The media management around surrogacy means is framed as simply another way to have a baby, as if the ones impacted – the baby who cannot consent and the surrogate mother whose body is being bought – do not exist. They are out of frame. In exactly the same way the impact on women and children was ignored in order to allow “the most vulnerable minority in the world”, trans-identified men, to “be who they truly are”.

These vapid slogans are not good enough when it comes to matters of such complexity ethically, legally and socially. Surrogacy is not simply “another way to have a baby”. It has unknown detrimental impacts.

This must all be seen as part of a part of a wider trend which is the complete erosion and denigration of motherhood in culture, law and biology. It is driven by corporate capitalism and big tech: the same men who are investing in transhumanism are investing in reproductive technology. The recurring theme is disassociation, as with porn and prostitution, in surrogacy women are asked to completely dissociate from their bodies for acts they “consent” to and therefore they routinely experience trauma and shame once the gravity and impossibility is revealed.

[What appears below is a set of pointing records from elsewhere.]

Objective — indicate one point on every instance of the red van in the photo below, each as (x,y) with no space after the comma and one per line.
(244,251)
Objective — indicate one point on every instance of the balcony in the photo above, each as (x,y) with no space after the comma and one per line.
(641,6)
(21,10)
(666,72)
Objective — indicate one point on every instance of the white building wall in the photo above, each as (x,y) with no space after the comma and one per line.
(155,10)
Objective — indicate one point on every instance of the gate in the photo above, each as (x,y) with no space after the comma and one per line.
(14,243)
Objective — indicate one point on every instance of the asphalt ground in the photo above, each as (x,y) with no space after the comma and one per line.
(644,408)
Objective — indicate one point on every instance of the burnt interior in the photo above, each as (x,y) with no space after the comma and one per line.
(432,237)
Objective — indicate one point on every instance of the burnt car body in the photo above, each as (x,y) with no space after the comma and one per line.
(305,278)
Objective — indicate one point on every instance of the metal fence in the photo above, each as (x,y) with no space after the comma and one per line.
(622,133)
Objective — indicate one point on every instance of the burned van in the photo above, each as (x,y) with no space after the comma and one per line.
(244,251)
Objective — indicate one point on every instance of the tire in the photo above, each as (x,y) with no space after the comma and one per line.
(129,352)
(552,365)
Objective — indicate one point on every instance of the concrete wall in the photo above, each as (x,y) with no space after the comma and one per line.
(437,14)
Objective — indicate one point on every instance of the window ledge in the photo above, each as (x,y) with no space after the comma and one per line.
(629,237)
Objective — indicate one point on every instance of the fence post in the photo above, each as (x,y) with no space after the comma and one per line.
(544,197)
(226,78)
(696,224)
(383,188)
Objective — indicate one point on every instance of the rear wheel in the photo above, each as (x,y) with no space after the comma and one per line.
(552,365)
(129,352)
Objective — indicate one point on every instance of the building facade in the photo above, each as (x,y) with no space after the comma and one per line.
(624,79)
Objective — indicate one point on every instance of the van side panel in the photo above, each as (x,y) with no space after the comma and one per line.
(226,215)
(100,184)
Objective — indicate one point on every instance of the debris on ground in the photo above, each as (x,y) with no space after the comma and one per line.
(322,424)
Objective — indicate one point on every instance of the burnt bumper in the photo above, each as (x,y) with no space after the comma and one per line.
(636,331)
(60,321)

It is increasingly the norm to put all teenage girls on the contraceptive pill and so they are unaware of the cascade of the 28-day hormone cycle or ovulation. The founders and investors are on the record of hailing the “end of procreative sex”. This sits side by side with another multi-billion-dollar industry, the porn industry. We are seeing a whole generation who are coming up through porn and encouraged to have hook-up sex only. We must be prepared to grapple with this on a meta level and acknowledge the heart of darkness to it all.

Paola Diana, Women’s Policy Centre founder and Laoise de Brún

The Countess will continue to advocate for women and children in Ireland and across the word, especially where their interests are relegated or ignored in favour of ideologically driven policy.

Other speakers at the roundtable included ⁠Lexi Ellingsworth, Founder of Stop Surrogacy Now UK, ⁠Gary Powell, Former European Special Consultant for the Center for Bioethics and Culture Network, ⁠Annaig Birdy, President and Co-Founder of Not All Gays, ⁠Olivia Maurel (via a pre-recorded video contribution), Spokesperson for the Casablanca Declaration and child born from surrogacy.